Assume that $\rho_2 = |0\rangle\langle0|$ $-$ it's known that quantum channels have such representation.

If $U = U_1 \otimes U_2$ then $$ M(\rho) = U_1\rho U_1^\dagger. $$ This $M$ is "unitary" if we consider the space $L(V_1, V_1)$ as a vector space of matrices with Hilbert-Schmidt inner product given by $(A,B) = \text{Tr}(B^\dagger A)$. Indeed, we have $$ \text{Tr}(M(B)^\dagger M(A)) = \text{Tr}\big((U_1BU_1^\dagger)^\dagger(U_1AU_1^\dagger) \big)= \text{Tr}(B^\dagger A), $$ so the inner product remains the same.

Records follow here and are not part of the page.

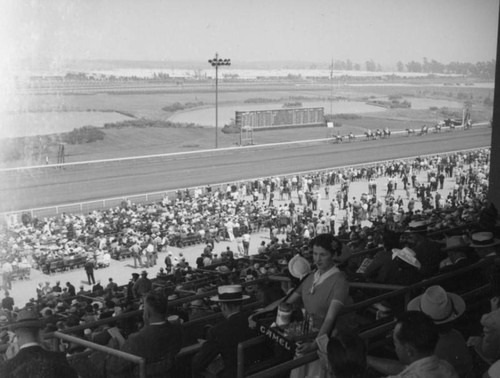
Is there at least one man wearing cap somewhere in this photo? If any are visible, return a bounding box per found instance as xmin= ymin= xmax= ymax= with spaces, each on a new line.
xmin=85 ymin=259 xmax=95 ymax=285
xmin=367 ymin=311 xmax=458 ymax=378
xmin=192 ymin=285 xmax=264 ymax=378
xmin=2 ymin=290 xmax=14 ymax=311
xmin=132 ymin=270 xmax=153 ymax=298
xmin=102 ymin=293 xmax=182 ymax=378
xmin=407 ymin=285 xmax=473 ymax=377
xmin=66 ymin=281 xmax=76 ymax=297
xmin=0 ymin=310 xmax=78 ymax=378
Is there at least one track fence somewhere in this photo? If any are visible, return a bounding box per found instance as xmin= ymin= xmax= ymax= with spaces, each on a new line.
xmin=0 ymin=146 xmax=490 ymax=224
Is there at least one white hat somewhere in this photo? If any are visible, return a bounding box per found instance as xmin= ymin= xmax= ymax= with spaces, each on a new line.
xmin=407 ymin=285 xmax=465 ymax=324
xmin=470 ymin=232 xmax=500 ymax=248
xmin=392 ymin=247 xmax=422 ymax=269
xmin=210 ymin=285 xmax=250 ymax=302
xmin=288 ymin=254 xmax=311 ymax=280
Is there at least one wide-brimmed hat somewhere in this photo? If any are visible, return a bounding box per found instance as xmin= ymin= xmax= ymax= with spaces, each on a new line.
xmin=442 ymin=235 xmax=469 ymax=251
xmin=407 ymin=285 xmax=465 ymax=324
xmin=9 ymin=310 xmax=44 ymax=330
xmin=210 ymin=285 xmax=250 ymax=302
xmin=392 ymin=247 xmax=422 ymax=269
xmin=90 ymin=301 xmax=104 ymax=310
xmin=470 ymin=232 xmax=500 ymax=248
xmin=405 ymin=220 xmax=427 ymax=233
xmin=288 ymin=255 xmax=311 ymax=280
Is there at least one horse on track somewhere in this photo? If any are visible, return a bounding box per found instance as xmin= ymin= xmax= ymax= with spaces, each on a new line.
xmin=365 ymin=130 xmax=377 ymax=140
xmin=406 ymin=129 xmax=415 ymax=136
xmin=333 ymin=135 xmax=344 ymax=144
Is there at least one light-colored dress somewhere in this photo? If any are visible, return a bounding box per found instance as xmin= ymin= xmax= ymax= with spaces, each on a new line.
xmin=290 ymin=271 xmax=349 ymax=378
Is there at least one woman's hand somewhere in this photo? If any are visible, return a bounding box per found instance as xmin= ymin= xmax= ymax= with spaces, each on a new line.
xmin=295 ymin=341 xmax=318 ymax=355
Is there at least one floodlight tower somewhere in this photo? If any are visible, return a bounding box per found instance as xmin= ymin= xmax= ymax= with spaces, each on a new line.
xmin=208 ymin=52 xmax=231 ymax=148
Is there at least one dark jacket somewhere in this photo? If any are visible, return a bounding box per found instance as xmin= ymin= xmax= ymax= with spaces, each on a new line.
xmin=0 ymin=346 xmax=78 ymax=378
xmin=106 ymin=322 xmax=182 ymax=378
xmin=192 ymin=312 xmax=257 ymax=378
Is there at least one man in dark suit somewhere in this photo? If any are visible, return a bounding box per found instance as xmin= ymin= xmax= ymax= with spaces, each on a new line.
xmin=106 ymin=293 xmax=182 ymax=378
xmin=192 ymin=285 xmax=257 ymax=378
xmin=66 ymin=282 xmax=76 ymax=297
xmin=0 ymin=310 xmax=78 ymax=378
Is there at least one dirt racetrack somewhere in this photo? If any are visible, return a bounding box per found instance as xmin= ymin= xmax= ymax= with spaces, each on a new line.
xmin=0 ymin=127 xmax=491 ymax=212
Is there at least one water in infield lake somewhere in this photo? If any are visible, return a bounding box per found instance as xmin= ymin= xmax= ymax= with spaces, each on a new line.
xmin=0 ymin=111 xmax=135 ymax=139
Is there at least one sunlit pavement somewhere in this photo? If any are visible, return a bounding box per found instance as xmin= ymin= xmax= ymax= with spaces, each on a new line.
xmin=2 ymin=172 xmax=455 ymax=307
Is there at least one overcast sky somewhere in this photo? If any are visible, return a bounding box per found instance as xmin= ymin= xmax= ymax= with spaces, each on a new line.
xmin=0 ymin=0 xmax=499 ymax=70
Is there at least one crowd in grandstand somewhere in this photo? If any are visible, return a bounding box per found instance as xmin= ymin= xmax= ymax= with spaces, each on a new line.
xmin=0 ymin=150 xmax=500 ymax=377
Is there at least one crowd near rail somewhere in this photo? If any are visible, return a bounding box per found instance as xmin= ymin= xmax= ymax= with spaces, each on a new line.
xmin=0 ymin=149 xmax=500 ymax=377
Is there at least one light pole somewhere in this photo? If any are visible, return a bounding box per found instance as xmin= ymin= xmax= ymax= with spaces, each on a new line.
xmin=208 ymin=53 xmax=231 ymax=148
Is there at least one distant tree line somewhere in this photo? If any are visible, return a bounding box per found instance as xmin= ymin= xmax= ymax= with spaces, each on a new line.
xmin=330 ymin=57 xmax=496 ymax=79
xmin=396 ymin=57 xmax=496 ymax=79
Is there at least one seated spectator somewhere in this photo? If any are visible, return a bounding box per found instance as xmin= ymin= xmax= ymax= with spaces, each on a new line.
xmin=327 ymin=333 xmax=367 ymax=378
xmin=408 ymin=286 xmax=473 ymax=377
xmin=0 ymin=310 xmax=78 ymax=378
xmin=96 ymin=294 xmax=182 ymax=378
xmin=367 ymin=311 xmax=458 ymax=378
xmin=192 ymin=285 xmax=257 ymax=378
xmin=467 ymin=297 xmax=500 ymax=364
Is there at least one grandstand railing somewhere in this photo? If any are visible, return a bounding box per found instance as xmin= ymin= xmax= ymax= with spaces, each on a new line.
xmin=19 ymin=254 xmax=492 ymax=378
xmin=53 ymin=331 xmax=146 ymax=378
xmin=0 ymin=147 xmax=490 ymax=223
xmin=238 ymin=259 xmax=492 ymax=378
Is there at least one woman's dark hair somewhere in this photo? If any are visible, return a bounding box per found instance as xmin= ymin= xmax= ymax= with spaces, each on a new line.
xmin=145 ymin=293 xmax=168 ymax=316
xmin=327 ymin=332 xmax=367 ymax=378
xmin=309 ymin=234 xmax=342 ymax=256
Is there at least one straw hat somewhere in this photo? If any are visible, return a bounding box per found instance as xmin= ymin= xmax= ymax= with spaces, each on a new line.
xmin=9 ymin=310 xmax=44 ymax=331
xmin=405 ymin=221 xmax=427 ymax=233
xmin=442 ymin=235 xmax=469 ymax=251
xmin=392 ymin=247 xmax=422 ymax=269
xmin=210 ymin=285 xmax=250 ymax=302
xmin=288 ymin=255 xmax=311 ymax=280
xmin=407 ymin=285 xmax=465 ymax=324
xmin=470 ymin=232 xmax=500 ymax=248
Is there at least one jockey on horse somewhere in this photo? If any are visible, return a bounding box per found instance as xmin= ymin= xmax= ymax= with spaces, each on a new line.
xmin=365 ymin=130 xmax=377 ymax=140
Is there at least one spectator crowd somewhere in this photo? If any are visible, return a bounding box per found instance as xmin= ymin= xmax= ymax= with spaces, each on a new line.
xmin=0 ymin=150 xmax=500 ymax=377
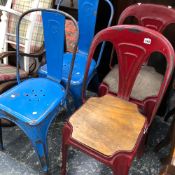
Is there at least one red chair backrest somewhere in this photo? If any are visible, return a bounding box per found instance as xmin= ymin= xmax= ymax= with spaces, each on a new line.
xmin=82 ymin=25 xmax=174 ymax=120
xmin=118 ymin=3 xmax=175 ymax=33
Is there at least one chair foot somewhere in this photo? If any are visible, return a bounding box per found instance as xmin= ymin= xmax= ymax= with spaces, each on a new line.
xmin=61 ymin=145 xmax=68 ymax=175
xmin=40 ymin=171 xmax=51 ymax=175
xmin=0 ymin=119 xmax=4 ymax=151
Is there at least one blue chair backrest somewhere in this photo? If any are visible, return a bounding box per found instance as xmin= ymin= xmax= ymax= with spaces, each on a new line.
xmin=42 ymin=11 xmax=65 ymax=82
xmin=16 ymin=8 xmax=79 ymax=86
xmin=78 ymin=0 xmax=99 ymax=53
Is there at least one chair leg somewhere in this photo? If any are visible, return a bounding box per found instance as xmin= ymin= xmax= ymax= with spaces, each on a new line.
xmin=70 ymin=84 xmax=82 ymax=108
xmin=33 ymin=140 xmax=49 ymax=174
xmin=113 ymin=163 xmax=129 ymax=175
xmin=0 ymin=119 xmax=4 ymax=150
xmin=61 ymin=144 xmax=68 ymax=175
xmin=112 ymin=155 xmax=132 ymax=175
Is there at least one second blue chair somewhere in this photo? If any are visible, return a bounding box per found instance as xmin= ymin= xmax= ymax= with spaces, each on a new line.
xmin=39 ymin=0 xmax=114 ymax=107
xmin=0 ymin=9 xmax=79 ymax=174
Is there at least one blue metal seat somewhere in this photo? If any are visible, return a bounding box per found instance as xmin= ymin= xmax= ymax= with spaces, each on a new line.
xmin=0 ymin=9 xmax=79 ymax=173
xmin=39 ymin=0 xmax=114 ymax=107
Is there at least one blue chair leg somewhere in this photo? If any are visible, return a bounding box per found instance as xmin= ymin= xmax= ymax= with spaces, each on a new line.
xmin=0 ymin=119 xmax=4 ymax=151
xmin=70 ymin=84 xmax=82 ymax=108
xmin=32 ymin=135 xmax=49 ymax=174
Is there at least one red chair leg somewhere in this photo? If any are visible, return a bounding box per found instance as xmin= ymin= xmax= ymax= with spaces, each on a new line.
xmin=112 ymin=156 xmax=132 ymax=175
xmin=61 ymin=144 xmax=68 ymax=175
xmin=61 ymin=124 xmax=70 ymax=175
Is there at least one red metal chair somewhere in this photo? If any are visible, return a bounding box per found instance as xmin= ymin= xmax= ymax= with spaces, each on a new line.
xmin=99 ymin=3 xmax=175 ymax=110
xmin=62 ymin=25 xmax=174 ymax=175
xmin=118 ymin=3 xmax=175 ymax=33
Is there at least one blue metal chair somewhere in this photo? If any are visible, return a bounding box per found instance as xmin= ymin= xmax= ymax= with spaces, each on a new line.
xmin=0 ymin=9 xmax=79 ymax=173
xmin=39 ymin=0 xmax=114 ymax=107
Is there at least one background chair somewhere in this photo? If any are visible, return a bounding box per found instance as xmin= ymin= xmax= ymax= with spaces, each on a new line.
xmin=0 ymin=0 xmax=53 ymax=126
xmin=62 ymin=25 xmax=174 ymax=175
xmin=39 ymin=0 xmax=114 ymax=107
xmin=0 ymin=9 xmax=79 ymax=173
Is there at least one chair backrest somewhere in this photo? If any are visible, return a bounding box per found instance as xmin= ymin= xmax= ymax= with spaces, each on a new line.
xmin=78 ymin=0 xmax=113 ymax=54
xmin=16 ymin=9 xmax=79 ymax=85
xmin=82 ymin=25 xmax=174 ymax=121
xmin=0 ymin=0 xmax=53 ymax=72
xmin=118 ymin=3 xmax=175 ymax=33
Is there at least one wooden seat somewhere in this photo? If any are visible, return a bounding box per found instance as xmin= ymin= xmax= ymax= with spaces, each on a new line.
xmin=70 ymin=95 xmax=145 ymax=156
xmin=103 ymin=65 xmax=163 ymax=100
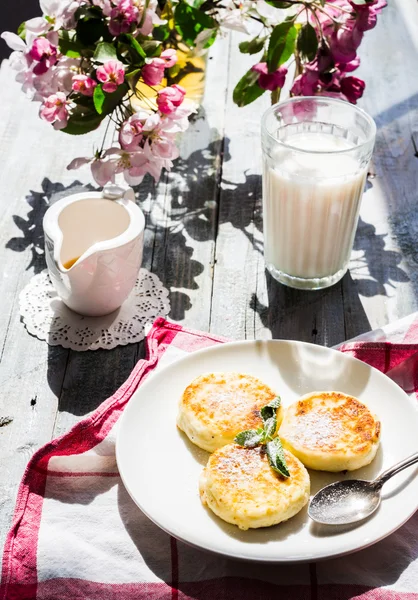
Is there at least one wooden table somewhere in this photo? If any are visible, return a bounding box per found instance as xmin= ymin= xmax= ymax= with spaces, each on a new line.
xmin=0 ymin=0 xmax=418 ymax=564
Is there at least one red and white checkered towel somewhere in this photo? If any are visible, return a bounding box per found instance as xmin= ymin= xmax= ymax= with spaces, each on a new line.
xmin=0 ymin=314 xmax=418 ymax=600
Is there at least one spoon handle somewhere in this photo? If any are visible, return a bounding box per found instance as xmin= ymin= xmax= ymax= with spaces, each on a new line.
xmin=373 ymin=452 xmax=418 ymax=488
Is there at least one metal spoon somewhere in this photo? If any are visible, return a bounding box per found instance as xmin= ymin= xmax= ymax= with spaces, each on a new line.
xmin=308 ymin=452 xmax=418 ymax=525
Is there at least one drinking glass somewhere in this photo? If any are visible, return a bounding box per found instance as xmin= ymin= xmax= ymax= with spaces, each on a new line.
xmin=261 ymin=96 xmax=376 ymax=290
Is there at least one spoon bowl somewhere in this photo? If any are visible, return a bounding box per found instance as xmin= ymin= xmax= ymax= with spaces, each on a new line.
xmin=308 ymin=452 xmax=418 ymax=525
xmin=308 ymin=479 xmax=381 ymax=525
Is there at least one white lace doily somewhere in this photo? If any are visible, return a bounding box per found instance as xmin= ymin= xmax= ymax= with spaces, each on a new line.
xmin=19 ymin=269 xmax=170 ymax=350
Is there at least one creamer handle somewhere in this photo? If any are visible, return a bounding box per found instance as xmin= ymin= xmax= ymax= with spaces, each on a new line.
xmin=102 ymin=183 xmax=135 ymax=202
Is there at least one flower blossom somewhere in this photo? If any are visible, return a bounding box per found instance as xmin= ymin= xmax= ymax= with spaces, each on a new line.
xmin=71 ymin=75 xmax=97 ymax=96
xmin=132 ymin=0 xmax=167 ymax=35
xmin=109 ymin=0 xmax=139 ymax=36
xmin=119 ymin=113 xmax=144 ymax=152
xmin=157 ymin=84 xmax=186 ymax=115
xmin=29 ymin=37 xmax=58 ymax=75
xmin=39 ymin=92 xmax=69 ymax=129
xmin=141 ymin=58 xmax=166 ymax=85
xmin=67 ymin=106 xmax=194 ymax=185
xmin=96 ymin=60 xmax=125 ymax=94
xmin=340 ymin=76 xmax=366 ymax=104
xmin=160 ymin=48 xmax=178 ymax=69
xmin=251 ymin=62 xmax=287 ymax=92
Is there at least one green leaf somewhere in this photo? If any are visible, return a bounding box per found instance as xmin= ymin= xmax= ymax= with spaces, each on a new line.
xmin=239 ymin=37 xmax=267 ymax=54
xmin=93 ymin=84 xmax=106 ymax=115
xmin=93 ymin=83 xmax=129 ymax=118
xmin=267 ymin=21 xmax=297 ymax=73
xmin=141 ymin=40 xmax=161 ymax=57
xmin=174 ymin=1 xmax=216 ymax=46
xmin=93 ymin=42 xmax=118 ymax=63
xmin=260 ymin=396 xmax=282 ymax=421
xmin=198 ymin=29 xmax=218 ymax=48
xmin=297 ymin=23 xmax=318 ymax=62
xmin=263 ymin=415 xmax=277 ymax=442
xmin=61 ymin=107 xmax=103 ymax=135
xmin=234 ymin=429 xmax=263 ymax=448
xmin=17 ymin=21 xmax=26 ymax=40
xmin=126 ymin=33 xmax=147 ymax=58
xmin=232 ymin=69 xmax=265 ymax=106
xmin=266 ymin=437 xmax=290 ymax=477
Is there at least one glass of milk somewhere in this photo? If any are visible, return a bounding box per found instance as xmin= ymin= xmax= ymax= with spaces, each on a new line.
xmin=261 ymin=96 xmax=376 ymax=290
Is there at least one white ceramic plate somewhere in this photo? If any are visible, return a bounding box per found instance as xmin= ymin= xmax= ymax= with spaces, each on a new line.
xmin=116 ymin=341 xmax=418 ymax=562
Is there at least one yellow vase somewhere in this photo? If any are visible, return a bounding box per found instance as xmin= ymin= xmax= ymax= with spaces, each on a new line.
xmin=131 ymin=45 xmax=207 ymax=110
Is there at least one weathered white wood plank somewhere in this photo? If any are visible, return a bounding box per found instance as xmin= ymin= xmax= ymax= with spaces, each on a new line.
xmin=0 ymin=62 xmax=109 ymax=546
xmin=211 ymin=34 xmax=344 ymax=345
xmin=54 ymin=39 xmax=229 ymax=436
xmin=211 ymin=0 xmax=418 ymax=345
xmin=343 ymin=0 xmax=418 ymax=337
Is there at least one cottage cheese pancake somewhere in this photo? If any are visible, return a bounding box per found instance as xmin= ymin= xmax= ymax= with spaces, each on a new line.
xmin=280 ymin=392 xmax=380 ymax=472
xmin=177 ymin=373 xmax=282 ymax=452
xmin=199 ymin=444 xmax=310 ymax=529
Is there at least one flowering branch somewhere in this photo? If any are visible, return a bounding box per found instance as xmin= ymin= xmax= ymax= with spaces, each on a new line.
xmin=2 ymin=0 xmax=386 ymax=185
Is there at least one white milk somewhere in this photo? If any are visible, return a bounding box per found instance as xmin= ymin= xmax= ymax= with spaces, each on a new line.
xmin=263 ymin=132 xmax=367 ymax=278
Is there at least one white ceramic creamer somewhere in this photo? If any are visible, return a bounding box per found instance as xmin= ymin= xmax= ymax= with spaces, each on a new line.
xmin=43 ymin=184 xmax=145 ymax=317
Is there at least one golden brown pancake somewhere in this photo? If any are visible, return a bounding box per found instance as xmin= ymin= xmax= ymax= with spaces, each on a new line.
xmin=177 ymin=373 xmax=282 ymax=452
xmin=199 ymin=444 xmax=310 ymax=529
xmin=280 ymin=392 xmax=380 ymax=471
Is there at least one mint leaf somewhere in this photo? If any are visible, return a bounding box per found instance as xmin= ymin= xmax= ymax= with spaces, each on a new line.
xmin=234 ymin=429 xmax=264 ymax=448
xmin=260 ymin=396 xmax=282 ymax=421
xmin=267 ymin=21 xmax=298 ymax=73
xmin=266 ymin=437 xmax=290 ymax=477
xmin=232 ymin=69 xmax=265 ymax=106
xmin=93 ymin=42 xmax=118 ymax=63
xmin=296 ymin=23 xmax=318 ymax=61
xmin=263 ymin=415 xmax=277 ymax=442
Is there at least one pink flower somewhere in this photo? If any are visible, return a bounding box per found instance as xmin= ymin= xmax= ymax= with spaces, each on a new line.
xmin=329 ymin=27 xmax=363 ymax=64
xmin=340 ymin=76 xmax=366 ymax=104
xmin=96 ymin=60 xmax=125 ymax=94
xmin=336 ymin=56 xmax=360 ymax=73
xmin=72 ymin=75 xmax=97 ymax=96
xmin=160 ymin=48 xmax=178 ymax=69
xmin=290 ymin=65 xmax=319 ymax=96
xmin=351 ymin=0 xmax=387 ymax=32
xmin=157 ymin=84 xmax=186 ymax=115
xmin=119 ymin=113 xmax=144 ymax=152
xmin=141 ymin=58 xmax=166 ymax=85
xmin=109 ymin=0 xmax=139 ymax=36
xmin=39 ymin=92 xmax=69 ymax=129
xmin=251 ymin=62 xmax=287 ymax=92
xmin=29 ymin=38 xmax=58 ymax=75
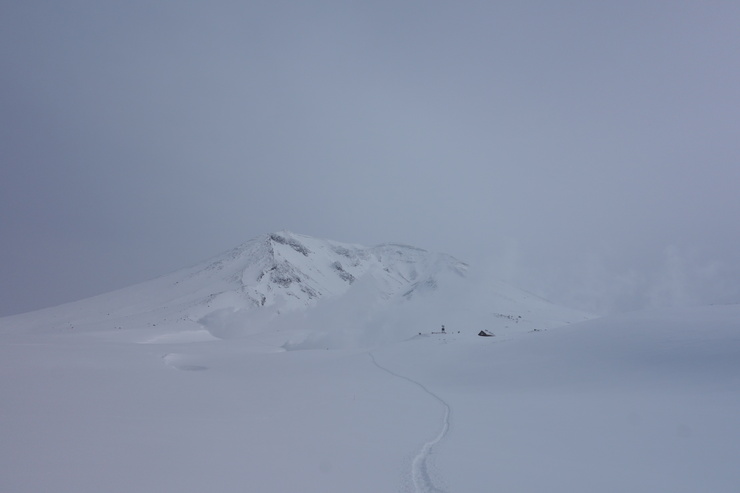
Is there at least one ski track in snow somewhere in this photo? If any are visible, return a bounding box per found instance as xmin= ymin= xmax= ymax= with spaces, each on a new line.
xmin=368 ymin=352 xmax=452 ymax=493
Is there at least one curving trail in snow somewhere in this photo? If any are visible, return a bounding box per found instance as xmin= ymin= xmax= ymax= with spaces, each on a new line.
xmin=368 ymin=352 xmax=452 ymax=493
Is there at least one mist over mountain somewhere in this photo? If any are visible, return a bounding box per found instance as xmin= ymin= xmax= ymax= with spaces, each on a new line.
xmin=0 ymin=231 xmax=588 ymax=348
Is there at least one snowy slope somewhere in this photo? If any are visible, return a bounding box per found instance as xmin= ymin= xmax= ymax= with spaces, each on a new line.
xmin=0 ymin=298 xmax=740 ymax=493
xmin=2 ymin=231 xmax=587 ymax=348
xmin=0 ymin=232 xmax=740 ymax=493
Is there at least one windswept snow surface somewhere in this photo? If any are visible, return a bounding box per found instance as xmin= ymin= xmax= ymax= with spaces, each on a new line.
xmin=0 ymin=233 xmax=740 ymax=493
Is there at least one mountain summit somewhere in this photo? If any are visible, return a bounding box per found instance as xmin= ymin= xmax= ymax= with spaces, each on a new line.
xmin=3 ymin=231 xmax=587 ymax=348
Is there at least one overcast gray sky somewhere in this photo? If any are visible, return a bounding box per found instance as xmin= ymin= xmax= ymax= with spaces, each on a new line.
xmin=0 ymin=0 xmax=740 ymax=315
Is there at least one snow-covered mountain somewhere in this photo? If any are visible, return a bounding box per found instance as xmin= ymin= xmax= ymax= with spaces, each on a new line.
xmin=0 ymin=232 xmax=740 ymax=493
xmin=4 ymin=231 xmax=587 ymax=348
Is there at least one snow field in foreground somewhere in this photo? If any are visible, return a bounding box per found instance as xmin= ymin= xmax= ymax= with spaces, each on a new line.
xmin=0 ymin=306 xmax=740 ymax=493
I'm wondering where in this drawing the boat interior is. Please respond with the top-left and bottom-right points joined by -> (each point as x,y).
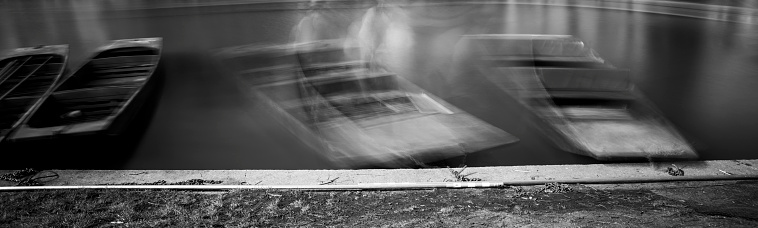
28,47 -> 159,128
0,54 -> 65,134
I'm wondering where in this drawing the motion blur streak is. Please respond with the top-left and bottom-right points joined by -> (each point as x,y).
0,0 -> 758,169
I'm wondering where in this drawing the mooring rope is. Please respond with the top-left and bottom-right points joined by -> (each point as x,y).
0,168 -> 59,186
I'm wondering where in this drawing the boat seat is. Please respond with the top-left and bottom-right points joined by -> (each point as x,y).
539,68 -> 633,93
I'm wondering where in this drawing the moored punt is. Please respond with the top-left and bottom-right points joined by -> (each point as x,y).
0,45 -> 68,142
217,41 -> 518,168
466,35 -> 697,160
11,38 -> 162,141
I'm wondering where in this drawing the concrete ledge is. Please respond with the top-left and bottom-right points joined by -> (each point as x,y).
0,0 -> 758,24
0,160 -> 758,186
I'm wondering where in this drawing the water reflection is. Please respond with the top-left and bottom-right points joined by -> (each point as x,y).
221,1 -> 516,167
0,0 -> 758,169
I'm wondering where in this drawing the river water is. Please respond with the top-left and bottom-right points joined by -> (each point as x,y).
0,0 -> 758,169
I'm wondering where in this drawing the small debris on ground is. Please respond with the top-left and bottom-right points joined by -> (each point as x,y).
666,164 -> 684,176
539,182 -> 571,193
445,166 -> 482,182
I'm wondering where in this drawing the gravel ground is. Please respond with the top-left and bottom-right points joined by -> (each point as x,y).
0,181 -> 758,227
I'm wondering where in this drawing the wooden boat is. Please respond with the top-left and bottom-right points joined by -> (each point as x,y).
11,38 -> 162,140
460,35 -> 697,160
0,45 -> 68,141
217,41 -> 518,168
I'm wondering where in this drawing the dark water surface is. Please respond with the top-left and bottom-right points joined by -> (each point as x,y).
0,1 -> 758,169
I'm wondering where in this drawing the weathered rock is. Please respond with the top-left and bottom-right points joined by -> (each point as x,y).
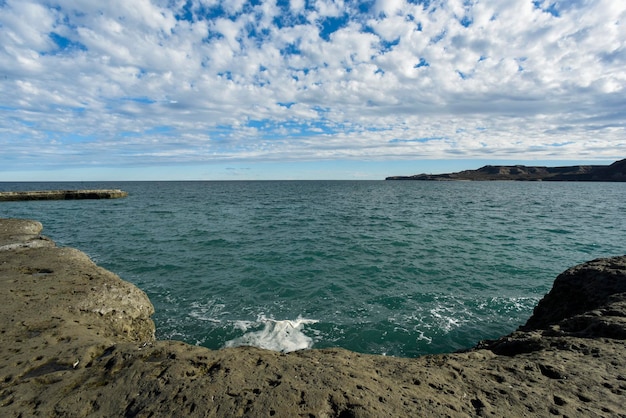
0,189 -> 128,202
386,159 -> 626,182
0,220 -> 626,417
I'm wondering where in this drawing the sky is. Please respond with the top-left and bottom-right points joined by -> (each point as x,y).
0,0 -> 626,181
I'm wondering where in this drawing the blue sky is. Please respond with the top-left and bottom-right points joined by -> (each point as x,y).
0,0 -> 626,181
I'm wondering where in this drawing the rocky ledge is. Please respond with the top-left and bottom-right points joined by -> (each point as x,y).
0,189 -> 128,202
385,159 -> 626,182
0,219 -> 626,417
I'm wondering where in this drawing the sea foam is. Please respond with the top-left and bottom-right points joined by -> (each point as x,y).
224,316 -> 317,353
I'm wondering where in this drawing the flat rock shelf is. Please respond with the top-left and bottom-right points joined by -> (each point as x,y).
0,189 -> 128,202
0,219 -> 626,418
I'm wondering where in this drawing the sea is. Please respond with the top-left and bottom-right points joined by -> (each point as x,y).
0,181 -> 626,357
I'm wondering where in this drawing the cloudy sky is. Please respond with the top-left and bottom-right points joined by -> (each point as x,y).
0,0 -> 626,181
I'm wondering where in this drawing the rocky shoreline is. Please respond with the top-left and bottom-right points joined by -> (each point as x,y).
0,189 -> 128,202
0,219 -> 626,417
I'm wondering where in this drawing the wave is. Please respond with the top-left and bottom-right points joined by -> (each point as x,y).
224,315 -> 318,353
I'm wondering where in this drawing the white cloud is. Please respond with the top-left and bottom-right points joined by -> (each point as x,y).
0,0 -> 626,176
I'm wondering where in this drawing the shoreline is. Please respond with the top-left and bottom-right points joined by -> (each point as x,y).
0,219 -> 626,417
0,189 -> 128,202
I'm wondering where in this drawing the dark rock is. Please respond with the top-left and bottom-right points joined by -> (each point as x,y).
386,159 -> 626,182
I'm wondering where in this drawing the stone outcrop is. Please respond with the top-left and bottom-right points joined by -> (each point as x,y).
0,220 -> 626,417
0,189 -> 128,202
386,159 -> 626,182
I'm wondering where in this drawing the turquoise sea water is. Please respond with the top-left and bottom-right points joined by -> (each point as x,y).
0,181 -> 626,357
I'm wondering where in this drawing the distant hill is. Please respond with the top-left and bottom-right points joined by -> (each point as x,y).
385,159 -> 626,181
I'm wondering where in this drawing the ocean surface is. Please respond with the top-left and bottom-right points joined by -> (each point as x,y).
0,181 -> 626,357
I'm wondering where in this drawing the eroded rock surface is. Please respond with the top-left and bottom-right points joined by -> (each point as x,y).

Now suppose $M$ is unitary in this sense. Consider any pure state $\theta$ (density matrix of it, e.g. $|1\rangle\langle1|$). We must have $$ \text{Tr}(M(\theta)^\dagger M(\theta)) = \text{Tr}(\theta^\dagger \theta) = 1. $$ But $\text{Tr}(M(\theta))=1$. Let $\lambda_i$ be eigenvalues of $M(\theta)$, so $0\leq \lambda_i \leq 1$ and $\sum_i \lambda_i = 1$. The above equality gives us that $\sum_i \lambda_i^2 = 1$. From this it's easy to deduce that for some index $k$ it must be $\lambda_k=1$ and $\lambda_i = 0$ for $i\neq k$. That is, $M(\theta)$ also must be a pure state. So, $M$ maps pure states to pure states.

Notice that partial trace $\text{Tr}_2(s)$ is pure for a density matrix $s$ only if the state $s$ is a product state: $s = \text{Tr}_2(s) \otimes \text{Tr}_1(s)$ (here $\text{Tr}_1(s)$ is not necessary pure).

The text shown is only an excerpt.